Summary

Signs: Hypertension, tachycardia, tachypnea, hyperthermia, spasticity, sweating due to surge in circulating catecholamines released from direct trauma to the regulatory centers.

Timing: Usually occurs in the first 2 weeks of injury, medical emergency.

Paroxysmal sympathetic hyperactivity (PSH) is another term for PAI.

Diagnosis

There are no universally accepted criteria to date but some features can include:

  • Temp >38.3C
  • HR >120 (or >100 if on beta blockers)
  • SBP >160 mmHg (or >140 mmHg if on beta blockers or other antihypertensives)
  • Respiratory Rate >25 rpm
  • Diaphoresis
  • Posturing/severe dystonia, rigidity or spasticity
Management

Supportive measures include airway protection, sedation, pain control.

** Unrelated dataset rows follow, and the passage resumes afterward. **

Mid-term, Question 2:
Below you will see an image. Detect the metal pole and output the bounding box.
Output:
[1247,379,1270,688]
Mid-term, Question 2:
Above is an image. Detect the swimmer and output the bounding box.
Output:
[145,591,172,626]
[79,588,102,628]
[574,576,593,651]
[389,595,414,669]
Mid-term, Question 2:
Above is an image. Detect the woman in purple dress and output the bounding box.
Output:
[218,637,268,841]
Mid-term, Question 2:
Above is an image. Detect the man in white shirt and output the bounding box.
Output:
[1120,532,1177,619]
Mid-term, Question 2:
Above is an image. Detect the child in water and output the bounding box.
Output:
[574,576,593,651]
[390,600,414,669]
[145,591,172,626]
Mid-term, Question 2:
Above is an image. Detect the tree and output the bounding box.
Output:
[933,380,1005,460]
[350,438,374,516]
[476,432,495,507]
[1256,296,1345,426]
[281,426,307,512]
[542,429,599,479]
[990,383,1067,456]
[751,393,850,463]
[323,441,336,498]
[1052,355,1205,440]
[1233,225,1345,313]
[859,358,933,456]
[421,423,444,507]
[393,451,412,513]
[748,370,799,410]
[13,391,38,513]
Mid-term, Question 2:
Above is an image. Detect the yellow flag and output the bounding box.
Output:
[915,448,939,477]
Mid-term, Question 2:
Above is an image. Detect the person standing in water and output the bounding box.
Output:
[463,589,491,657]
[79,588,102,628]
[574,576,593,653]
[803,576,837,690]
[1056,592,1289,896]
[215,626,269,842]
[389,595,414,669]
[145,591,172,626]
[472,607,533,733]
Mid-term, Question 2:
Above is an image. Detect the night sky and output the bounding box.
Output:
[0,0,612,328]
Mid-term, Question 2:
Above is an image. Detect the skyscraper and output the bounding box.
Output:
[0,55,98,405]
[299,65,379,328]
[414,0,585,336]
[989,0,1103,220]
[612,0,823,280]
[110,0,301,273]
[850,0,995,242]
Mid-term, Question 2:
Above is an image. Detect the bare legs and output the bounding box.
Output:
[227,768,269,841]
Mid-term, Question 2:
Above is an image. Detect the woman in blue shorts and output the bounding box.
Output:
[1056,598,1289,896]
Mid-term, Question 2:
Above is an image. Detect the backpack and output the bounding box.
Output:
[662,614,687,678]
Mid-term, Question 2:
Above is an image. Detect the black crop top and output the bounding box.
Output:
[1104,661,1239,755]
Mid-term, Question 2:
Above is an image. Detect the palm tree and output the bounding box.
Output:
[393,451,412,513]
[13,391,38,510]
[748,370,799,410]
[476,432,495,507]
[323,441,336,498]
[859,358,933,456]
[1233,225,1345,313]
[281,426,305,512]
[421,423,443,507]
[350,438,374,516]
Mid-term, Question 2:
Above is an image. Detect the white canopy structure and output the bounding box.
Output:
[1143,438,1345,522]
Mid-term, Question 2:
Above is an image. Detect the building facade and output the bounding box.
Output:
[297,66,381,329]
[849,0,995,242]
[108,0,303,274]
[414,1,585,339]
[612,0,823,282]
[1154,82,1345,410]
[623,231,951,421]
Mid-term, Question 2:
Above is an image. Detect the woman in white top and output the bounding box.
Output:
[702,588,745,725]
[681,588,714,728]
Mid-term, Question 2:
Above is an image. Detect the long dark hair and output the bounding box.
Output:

Discuss case with TBI attending, but these recommendations act as initial management guidelines

There are no standardized, specific criteria to date, but options include:

Class Drugs and Uses
Lipophilic non-selective β-blocker for hypertension, tachycardia, fever Propranolol 10mg PO, can repeat after 30 min if still tachycardic. max 80 mg/day divided in 3-4 doses
Opioids for tachycardia, vasodilation, allodynic response morphine 1-8mg, frequency according to the onset of PSH
GABA agonists baclofen (5mg TID for pain, clonus, rigidity)
gabapentin (300mg TID for spasticity, allodynic response)
benzodiazepines (for agitation, HTN, tachycardia, posturing)
Centrally acting α2 agonists clonidine 0.1-0.3mg q12h (for HTN)
Dopamine agonists* bromocriptine 1.25-2.5mg q30 min prn with max dose 100 mg/day (for dystonia, fever, posturing)
NSAIDs indomethacin (25-50mg (but avoid with hemorrhagic injury or other bleeding risk)
Other acetaminophen 650-975 mg (but avoid if patient has liver disease or injury)
Ca2+ blocker dantrolene** (for malignant hyperthermia, posturing, rigidity. 0.25-2mg/kg q6-12h)
Non-pharma Cooling blankets, nasogastric tube lavage

*Anterior hypothalamus is temperature sensitive, and the posterior hypothalamus is the heat dissipation center

**dantrolene is not on the formulary at Mount Sinai.

  • References

    Elovic E, Baerga E, Galang GF, Cuccurullo SJ, Reyna M, Malone RJ. Physical Medicine and Rehabilitation Board Review. 3rd ed. New York, NY: Demos Medical; 2015. Chapter 2, Traumatic Brain Injury. P.96-146.

    Baguley IJ, Perkes IE, Fernandez-Ortega JF, Rabinstein AA, Dolce G, Hendricks HT for the Consensus Working Group. Paroxysmal Sympathetic Hyperactivity after Acquired Brain Injury: Consensus on Conceptual Definition, Nomenclature, and Diagnostic Criteria. Journal of Neurotrauma. August 2014, 31(17): P.1515-1520.

    Feng Y, Zheng X, Fang Z. Treatment Progress of Paroxysmal Sympathetic Hyperactivity after Acquired Brain Injury. Pediatr Neurosurg. 2015;50(6):301-9.